Thursday, December 10, 2015

8 Foods You Should NEVER Ever Freeze

Low temperatures ruin the texture, flavor, and appearance of these foods.

by Jill Neimark, for Rodale's Organic Life



1. Water-Rich Vegetables


lettuce
PHOTOGRAPH BY JASON VARNEY

These include crunchy celery, lettuce, cucumbers, radishes, and watercress. The fact that they are water-rich means they freeze easily, but freezing ruptures the cell walls that give them their structure, so when they are defrosted they go limp and mushy. (They also develop an unpleasant oxidized aroma, flavor, and color.) However, pickled and fermented veggies will freeze just fine, since their cell walls have already been broken down. Fresh tomatoes can be frozen if you plan to cook them after defrosting, but if you want to eat them raw, don’t freeze—they’ll have a  mushy, runny texture. 

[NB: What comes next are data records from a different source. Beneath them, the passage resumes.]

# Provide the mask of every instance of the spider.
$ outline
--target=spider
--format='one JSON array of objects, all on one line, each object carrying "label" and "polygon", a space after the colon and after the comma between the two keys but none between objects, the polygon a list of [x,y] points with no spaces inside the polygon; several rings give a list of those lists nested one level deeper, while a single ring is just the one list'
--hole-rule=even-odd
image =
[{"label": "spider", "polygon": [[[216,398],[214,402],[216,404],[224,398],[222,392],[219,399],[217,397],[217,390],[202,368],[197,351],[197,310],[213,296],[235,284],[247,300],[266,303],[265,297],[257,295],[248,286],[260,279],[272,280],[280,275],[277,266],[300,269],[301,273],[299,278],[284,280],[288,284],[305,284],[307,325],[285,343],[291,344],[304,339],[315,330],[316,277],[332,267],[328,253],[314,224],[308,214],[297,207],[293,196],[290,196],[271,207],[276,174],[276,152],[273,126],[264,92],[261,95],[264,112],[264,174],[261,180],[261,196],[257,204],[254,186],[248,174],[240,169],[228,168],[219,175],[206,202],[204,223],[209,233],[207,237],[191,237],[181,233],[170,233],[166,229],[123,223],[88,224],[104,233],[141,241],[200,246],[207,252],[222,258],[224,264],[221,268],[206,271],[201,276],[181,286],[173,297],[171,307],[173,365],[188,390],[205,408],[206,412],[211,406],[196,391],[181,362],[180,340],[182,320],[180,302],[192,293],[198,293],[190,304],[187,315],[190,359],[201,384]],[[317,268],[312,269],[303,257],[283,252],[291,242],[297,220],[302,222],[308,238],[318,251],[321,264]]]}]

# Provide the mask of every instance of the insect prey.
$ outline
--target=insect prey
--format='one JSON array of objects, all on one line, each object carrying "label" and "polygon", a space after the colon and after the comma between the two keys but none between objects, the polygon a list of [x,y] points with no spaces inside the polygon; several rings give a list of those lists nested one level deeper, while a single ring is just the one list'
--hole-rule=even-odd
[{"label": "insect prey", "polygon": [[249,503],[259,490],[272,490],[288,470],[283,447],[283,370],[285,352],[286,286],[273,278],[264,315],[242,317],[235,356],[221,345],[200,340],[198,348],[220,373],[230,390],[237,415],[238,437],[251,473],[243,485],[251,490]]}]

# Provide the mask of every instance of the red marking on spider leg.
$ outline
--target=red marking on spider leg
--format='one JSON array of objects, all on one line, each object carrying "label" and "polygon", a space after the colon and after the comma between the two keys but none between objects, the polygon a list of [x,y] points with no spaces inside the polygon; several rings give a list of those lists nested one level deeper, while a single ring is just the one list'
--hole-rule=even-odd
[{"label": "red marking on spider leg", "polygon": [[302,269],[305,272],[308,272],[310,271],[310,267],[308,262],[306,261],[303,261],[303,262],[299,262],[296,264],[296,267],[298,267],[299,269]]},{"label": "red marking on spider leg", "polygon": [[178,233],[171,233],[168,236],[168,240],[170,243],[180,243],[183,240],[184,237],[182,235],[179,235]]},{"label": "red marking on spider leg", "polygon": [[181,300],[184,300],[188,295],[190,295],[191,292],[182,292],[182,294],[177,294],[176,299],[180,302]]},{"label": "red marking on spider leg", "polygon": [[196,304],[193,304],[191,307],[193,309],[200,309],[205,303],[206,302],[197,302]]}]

Related: The Most Delicious Lettuces Worth Planting



2. Whole Eggs


eggs
PHOTOGRAPH BY MITCH MANDEL

Eggs in the shell bust open when frozen, admitting dangerous bacteria. (If you really want to freeze eggs, take them out of their shells, first.



Related: 15 Things You Didn't Know You Could Freeze



3. Coffee


coffee

You can store unopened, freshly roasted bags of coffee in the freezer for up to a month, but after you've opened the bag, don't freeze it again. Thawing and refreezing coffee beans leads to moisture condensation on the beans, causing them absorb unpleasant freezer smells.



4. Soft Dairy Products


cottage cheese
PHOTOGRAPH BY MATT RAINEY

Sour cream, cottage cheese, and whipping cream separate and become watery after freezing.



5. Potatoes


potatoes

Potatoes will discolor and lose texture if you freeze them raw; cooked potatoes turn waterlogged and mealy. Bottom line: Don't freeze your spuds.



6. Emulsions


mayo
PHOTOGRAPH BY MITCH MANDEL

Freezing causes mayonnaise and salad dressings to separate and turn watery. (This also goes for recipes containing mayonnaise, such as dips or mayo-based salads.)



7. Block Cheeses


cheddar
PHOTOGRAPH BY MITCH MANDEL

Freezing tends to make cheese very crumbly so that it doesn't slice or shred well after. (To avoid this, you can shred your cheese before freezing it.)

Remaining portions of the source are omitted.